Published 22 Jul 2010

Malaysia has taken another step to liberalise its banking sector, announcing plans to allow foreign banks greater access to non-urban regions.

On June 9, Dr Zeti Akhtar Aziz, the governor of Bank Negara, Malaysia’s central bank, announced the plans at the opening of the 10th Malaysian Banking, Finance and Insurance Summit in Kuala Lumpur.

The central bank had recognised the need for foreign banks to expand beyond Malaysia’s main urban centres, Zeti told reporters after delivering an address, entitled “Extending the Boundaries in the New Financial Landscape”, a theme much in keeping with her announcement.

“To be commercially viable, we recognised they must have some critical mass,” she said. “So, if they are prepared and they have the proposal, they can come to us to open other branches in non-urban areas.”

Though not commenting on any restrictions on the number of branches that foreign banks could set up in non-urban areas, Zeti said that Bank Negara would take into consideration that there has to be a viable number for them to commercially operate these branches. The move would not only give foreign banks a greater presence in non-urban areas, but would also increase the services available to segments of the economy that were currently less well provided for in terms of banking options, she said.

The news will be welcomed by the 13 locally incorporated foreign banks currently operating in Malaysia, which have previously had limited access to the growing market beyond the major cities. The latest move to free up the sector for foreign banks comes on top of a measure announced in late 2005 that granted each of them the right to open an additional four branches during 2006. However, the central bank had set a ratio of one new branch per foreign institution in a market centre, two in a semi-urban centre, and another in a non-urban centre.

One to view the announcement favourably was Piyush Gupta, the chief executive of the Malaysian unit of US bank Citigroup, which despite limited access to the market holds 4.5% of assets in the Malaysian banking sector, along with 20% of the credit card market.

“Today is the first time we were told of the possibility that we may be able to open more branches, so now we need to go and understand the rules,” Gupta said on the sidelines of the summit. “For the Malaysian market, getting to 25 to 30 branches is not unreasonable, and I would love to have many more branches than I have now.”

The June 9 announcement was part of state measures to both liberalise the sector in order to promote financial inclusion and to eliminate the use of informal financial services throughout society, Zeti said.

“The foundation for the development of a more efficient, effective and stable financial system has been laid,” she said.

Along with the 13 locally incorporated foreign commercial banks currently open for business in Malaysia, a further 23 foreign banks maintain representative offices within the country.
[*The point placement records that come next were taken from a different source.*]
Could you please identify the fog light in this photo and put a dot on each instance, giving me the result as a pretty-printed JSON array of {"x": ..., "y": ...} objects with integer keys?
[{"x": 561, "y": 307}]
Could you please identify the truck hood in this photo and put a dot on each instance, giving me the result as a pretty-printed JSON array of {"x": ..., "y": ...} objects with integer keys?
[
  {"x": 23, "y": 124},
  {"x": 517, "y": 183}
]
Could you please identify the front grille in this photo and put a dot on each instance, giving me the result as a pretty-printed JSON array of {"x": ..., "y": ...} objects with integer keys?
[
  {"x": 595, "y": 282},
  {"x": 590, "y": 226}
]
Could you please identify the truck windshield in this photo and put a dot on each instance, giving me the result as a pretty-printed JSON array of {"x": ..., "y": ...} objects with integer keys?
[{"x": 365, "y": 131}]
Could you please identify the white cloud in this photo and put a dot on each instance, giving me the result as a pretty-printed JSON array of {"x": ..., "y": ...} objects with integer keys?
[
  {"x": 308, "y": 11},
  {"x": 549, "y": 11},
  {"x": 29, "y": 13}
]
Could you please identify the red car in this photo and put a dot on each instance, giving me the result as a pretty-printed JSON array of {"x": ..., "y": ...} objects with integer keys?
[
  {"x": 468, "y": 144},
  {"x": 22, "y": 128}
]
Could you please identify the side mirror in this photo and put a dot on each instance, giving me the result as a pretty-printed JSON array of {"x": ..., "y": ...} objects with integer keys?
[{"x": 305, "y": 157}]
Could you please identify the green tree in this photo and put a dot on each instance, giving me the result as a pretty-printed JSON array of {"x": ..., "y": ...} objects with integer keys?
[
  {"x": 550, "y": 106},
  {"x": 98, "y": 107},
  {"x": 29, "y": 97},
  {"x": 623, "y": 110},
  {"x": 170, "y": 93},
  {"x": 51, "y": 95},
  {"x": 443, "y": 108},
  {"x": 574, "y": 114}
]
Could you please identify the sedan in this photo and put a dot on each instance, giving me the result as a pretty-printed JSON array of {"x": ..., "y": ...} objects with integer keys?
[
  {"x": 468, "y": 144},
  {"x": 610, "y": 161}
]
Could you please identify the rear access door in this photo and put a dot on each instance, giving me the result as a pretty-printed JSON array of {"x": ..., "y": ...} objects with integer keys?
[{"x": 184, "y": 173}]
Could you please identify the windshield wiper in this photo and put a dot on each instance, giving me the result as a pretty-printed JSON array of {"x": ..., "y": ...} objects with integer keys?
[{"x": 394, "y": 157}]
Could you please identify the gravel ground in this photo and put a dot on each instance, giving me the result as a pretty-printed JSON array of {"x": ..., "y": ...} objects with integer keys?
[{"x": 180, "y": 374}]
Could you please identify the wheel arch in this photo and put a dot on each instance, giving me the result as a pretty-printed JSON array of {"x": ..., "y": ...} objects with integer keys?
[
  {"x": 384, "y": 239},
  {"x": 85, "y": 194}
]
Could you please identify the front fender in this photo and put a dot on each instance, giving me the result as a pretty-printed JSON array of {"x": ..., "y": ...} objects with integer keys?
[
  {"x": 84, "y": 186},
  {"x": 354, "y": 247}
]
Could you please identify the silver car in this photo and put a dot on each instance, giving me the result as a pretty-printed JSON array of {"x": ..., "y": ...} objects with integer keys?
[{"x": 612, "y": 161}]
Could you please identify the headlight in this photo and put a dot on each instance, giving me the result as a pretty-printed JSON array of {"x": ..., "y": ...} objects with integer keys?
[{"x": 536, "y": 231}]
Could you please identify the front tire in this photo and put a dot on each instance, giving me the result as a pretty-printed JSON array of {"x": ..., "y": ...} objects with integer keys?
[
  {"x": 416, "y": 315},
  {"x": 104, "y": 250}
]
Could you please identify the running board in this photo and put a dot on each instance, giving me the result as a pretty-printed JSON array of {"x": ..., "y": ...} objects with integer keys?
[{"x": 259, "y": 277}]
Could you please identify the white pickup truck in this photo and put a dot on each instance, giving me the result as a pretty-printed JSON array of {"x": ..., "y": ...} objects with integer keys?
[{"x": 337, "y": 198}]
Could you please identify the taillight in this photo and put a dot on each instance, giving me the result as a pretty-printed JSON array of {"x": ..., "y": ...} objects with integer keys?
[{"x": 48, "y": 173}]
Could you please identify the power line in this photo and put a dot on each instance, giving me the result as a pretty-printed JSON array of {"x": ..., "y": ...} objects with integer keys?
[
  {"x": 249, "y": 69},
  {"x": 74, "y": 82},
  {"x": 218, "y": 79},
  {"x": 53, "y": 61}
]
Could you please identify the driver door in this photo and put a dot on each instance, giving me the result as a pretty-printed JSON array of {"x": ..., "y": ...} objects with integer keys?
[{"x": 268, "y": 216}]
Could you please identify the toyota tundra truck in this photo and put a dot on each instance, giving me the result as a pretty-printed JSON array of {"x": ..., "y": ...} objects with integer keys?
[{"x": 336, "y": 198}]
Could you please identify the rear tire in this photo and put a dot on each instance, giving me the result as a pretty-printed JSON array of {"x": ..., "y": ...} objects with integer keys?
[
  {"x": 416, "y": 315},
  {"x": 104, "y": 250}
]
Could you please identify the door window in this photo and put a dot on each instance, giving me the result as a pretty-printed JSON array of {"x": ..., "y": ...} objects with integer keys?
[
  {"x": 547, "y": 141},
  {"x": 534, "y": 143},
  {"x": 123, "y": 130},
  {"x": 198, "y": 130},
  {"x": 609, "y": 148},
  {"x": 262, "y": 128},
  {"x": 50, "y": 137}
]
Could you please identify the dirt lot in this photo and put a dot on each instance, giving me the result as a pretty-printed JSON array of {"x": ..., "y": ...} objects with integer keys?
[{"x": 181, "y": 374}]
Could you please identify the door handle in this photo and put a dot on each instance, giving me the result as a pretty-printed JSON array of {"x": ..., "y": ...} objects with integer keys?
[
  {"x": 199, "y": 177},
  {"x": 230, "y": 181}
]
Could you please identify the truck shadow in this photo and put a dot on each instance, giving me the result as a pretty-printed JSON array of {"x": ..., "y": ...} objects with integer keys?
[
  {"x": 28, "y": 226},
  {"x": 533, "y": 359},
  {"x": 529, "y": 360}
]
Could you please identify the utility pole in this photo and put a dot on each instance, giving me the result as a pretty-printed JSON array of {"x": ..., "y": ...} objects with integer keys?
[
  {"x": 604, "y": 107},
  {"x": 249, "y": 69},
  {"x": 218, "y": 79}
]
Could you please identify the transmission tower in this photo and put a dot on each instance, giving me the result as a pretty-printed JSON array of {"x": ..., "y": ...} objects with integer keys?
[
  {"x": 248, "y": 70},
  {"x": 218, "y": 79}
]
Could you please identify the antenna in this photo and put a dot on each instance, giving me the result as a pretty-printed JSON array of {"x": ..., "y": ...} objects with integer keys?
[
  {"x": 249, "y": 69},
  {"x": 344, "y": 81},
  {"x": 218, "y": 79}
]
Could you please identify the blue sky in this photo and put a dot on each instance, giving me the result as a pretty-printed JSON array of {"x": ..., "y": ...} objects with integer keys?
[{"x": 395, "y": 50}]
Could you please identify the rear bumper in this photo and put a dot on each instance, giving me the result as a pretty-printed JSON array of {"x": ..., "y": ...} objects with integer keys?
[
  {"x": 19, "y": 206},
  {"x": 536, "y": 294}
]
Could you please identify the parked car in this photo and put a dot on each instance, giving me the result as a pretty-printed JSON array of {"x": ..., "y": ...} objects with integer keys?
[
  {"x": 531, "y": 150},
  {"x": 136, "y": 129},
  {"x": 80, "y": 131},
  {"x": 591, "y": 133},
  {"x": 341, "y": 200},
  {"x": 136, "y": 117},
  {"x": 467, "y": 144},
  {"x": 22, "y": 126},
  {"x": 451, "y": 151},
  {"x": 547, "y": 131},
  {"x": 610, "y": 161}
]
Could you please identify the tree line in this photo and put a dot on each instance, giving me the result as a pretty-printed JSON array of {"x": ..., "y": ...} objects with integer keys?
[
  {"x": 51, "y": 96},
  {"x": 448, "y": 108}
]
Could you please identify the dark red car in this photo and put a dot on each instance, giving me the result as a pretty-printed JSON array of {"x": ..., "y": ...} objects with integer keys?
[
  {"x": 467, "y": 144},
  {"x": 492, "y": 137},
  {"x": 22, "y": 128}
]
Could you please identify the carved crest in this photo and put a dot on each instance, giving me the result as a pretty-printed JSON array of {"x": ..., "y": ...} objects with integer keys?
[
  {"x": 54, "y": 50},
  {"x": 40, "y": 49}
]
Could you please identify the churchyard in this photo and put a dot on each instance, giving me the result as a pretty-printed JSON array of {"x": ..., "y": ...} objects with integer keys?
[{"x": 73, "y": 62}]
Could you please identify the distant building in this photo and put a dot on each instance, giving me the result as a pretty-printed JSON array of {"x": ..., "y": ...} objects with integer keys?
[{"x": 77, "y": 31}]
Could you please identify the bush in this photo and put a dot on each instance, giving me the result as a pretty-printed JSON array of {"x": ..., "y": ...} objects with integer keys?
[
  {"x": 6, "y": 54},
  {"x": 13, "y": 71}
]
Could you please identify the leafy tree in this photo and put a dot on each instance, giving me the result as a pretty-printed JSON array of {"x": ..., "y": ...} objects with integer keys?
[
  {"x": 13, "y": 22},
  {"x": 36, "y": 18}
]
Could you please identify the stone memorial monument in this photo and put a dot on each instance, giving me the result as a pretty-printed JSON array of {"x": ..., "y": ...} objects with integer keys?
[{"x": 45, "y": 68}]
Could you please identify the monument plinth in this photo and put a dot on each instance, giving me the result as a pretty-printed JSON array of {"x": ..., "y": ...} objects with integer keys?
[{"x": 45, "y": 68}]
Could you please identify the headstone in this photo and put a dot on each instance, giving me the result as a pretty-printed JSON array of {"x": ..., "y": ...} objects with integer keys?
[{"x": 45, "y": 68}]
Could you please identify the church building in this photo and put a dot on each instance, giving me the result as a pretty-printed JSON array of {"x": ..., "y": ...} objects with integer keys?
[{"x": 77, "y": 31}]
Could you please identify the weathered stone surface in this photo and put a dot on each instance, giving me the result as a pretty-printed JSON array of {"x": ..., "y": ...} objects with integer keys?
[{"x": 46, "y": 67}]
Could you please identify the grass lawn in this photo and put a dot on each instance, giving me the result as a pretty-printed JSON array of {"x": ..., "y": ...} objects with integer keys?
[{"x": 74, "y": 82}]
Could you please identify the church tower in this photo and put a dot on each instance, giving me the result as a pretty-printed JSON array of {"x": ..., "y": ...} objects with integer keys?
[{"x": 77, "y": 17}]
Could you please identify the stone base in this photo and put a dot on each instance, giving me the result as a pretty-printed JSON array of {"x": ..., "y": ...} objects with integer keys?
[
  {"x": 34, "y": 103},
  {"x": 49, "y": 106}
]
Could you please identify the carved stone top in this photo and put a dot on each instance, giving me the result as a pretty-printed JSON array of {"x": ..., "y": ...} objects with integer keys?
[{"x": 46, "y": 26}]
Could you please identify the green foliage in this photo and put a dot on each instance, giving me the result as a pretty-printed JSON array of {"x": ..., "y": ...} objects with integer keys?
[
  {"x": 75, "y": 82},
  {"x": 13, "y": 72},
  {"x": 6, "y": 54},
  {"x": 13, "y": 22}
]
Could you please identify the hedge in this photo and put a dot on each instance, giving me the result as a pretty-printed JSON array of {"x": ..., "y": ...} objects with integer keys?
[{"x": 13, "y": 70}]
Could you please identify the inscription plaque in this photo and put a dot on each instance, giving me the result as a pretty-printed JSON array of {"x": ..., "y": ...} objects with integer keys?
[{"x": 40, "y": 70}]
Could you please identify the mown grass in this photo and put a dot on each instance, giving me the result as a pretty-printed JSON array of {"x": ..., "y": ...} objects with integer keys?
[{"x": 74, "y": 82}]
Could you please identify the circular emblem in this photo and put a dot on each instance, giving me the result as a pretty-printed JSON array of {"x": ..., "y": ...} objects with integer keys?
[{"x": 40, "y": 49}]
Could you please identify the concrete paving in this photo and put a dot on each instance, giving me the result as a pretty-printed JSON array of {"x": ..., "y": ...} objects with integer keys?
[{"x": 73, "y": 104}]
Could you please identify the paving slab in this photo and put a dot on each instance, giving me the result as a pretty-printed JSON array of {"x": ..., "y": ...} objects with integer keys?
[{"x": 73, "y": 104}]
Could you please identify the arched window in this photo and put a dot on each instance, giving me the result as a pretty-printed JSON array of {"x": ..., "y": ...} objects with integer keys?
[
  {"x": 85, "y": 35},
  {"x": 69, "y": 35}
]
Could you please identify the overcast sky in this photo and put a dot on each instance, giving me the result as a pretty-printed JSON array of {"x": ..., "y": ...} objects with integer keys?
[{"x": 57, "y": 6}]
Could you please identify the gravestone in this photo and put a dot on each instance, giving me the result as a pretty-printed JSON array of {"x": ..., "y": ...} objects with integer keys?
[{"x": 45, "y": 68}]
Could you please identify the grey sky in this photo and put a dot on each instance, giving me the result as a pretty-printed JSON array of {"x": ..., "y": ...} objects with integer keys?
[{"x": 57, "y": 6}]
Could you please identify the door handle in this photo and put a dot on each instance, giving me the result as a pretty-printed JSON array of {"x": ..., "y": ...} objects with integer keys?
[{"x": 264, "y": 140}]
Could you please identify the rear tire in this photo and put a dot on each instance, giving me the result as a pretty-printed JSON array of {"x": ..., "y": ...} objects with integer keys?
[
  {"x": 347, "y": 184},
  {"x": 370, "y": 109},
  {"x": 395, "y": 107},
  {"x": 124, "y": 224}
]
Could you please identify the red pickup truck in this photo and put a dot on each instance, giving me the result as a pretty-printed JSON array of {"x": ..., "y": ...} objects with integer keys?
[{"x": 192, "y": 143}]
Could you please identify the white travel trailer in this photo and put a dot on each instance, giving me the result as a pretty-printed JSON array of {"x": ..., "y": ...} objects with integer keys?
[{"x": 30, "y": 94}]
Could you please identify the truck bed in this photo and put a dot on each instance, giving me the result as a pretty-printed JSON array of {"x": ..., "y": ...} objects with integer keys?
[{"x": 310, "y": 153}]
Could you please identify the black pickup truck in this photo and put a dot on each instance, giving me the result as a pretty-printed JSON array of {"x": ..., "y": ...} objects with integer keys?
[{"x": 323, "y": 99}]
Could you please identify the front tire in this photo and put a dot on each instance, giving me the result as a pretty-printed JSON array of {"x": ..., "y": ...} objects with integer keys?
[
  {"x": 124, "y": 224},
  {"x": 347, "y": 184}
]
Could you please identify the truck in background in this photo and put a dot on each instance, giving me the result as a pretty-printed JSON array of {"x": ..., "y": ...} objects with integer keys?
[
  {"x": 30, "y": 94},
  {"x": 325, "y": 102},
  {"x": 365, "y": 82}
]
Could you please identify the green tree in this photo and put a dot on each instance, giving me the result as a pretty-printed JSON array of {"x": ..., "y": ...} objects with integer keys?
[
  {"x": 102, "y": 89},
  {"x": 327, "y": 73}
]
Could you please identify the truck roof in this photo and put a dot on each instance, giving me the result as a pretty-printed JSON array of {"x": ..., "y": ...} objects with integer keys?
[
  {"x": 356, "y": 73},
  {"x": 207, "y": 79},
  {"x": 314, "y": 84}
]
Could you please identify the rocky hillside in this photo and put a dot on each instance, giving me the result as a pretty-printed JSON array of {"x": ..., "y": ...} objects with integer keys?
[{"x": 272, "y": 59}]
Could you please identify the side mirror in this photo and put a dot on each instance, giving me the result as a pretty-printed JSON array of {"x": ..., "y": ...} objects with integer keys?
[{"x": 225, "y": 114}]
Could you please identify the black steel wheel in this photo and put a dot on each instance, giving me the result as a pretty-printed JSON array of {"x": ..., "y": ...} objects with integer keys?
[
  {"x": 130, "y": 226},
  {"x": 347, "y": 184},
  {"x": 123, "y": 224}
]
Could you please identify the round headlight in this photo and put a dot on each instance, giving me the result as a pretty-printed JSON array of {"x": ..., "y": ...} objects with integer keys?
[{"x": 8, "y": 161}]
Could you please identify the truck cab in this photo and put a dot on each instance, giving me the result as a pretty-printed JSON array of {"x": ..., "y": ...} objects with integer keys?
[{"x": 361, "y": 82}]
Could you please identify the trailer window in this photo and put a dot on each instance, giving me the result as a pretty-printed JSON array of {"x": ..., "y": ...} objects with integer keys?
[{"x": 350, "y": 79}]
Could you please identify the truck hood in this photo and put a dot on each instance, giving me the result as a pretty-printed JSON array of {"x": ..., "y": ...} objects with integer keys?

While not conducting normal banking transactions, they provide liaison services and facilitate information exchange between business interests in Malaysia and their counterparts abroad. However, with the new moves to liberalise the market, some may be tempted to expand the scope of their operations and enter into competition with the 10 domestic banks and the foreign concerns already directly operating in Malaysia.

A further incentive for foreign banks will come into play next year when Bank Negara is expected to act on a plan unveiled in late 2004 to allow overseas buyouts of local banks, though the terms and conditions of such acquisitions have yet to be fully explained. At present, foreign banks are limited to holding a 30% stake in domestic banking houses.

Even though foreign banks already account for a considerable portion of Malaysia’s market, being responsible for about one-fifth of all active loans, their share is predicted to rise as the new liberalisation measures take effect. The opening up of the sector is widely expected to put pressure on Malaysia’s own banks to improve standards and, according to Gupta, bring consolidation to the market.

“Everybody can’t offer the same services but there will be fewer banks. I am expecting more mergers and acquisitions,” he said.

Bank Negara governor Zeti considers this to be positive for the sector and the country.

“The emergence of international players that possess the competitive advantage of being more technologically advanced with greater capability and capacity to offer more innovative products and services through new delivery channels will further intensify the competitive environment,” she said in her keynote address to the summit.

Though the exact details of the new liberalisation package have to be fully outlined and digested, foreign banks will be looking at Malaysia with greater interest.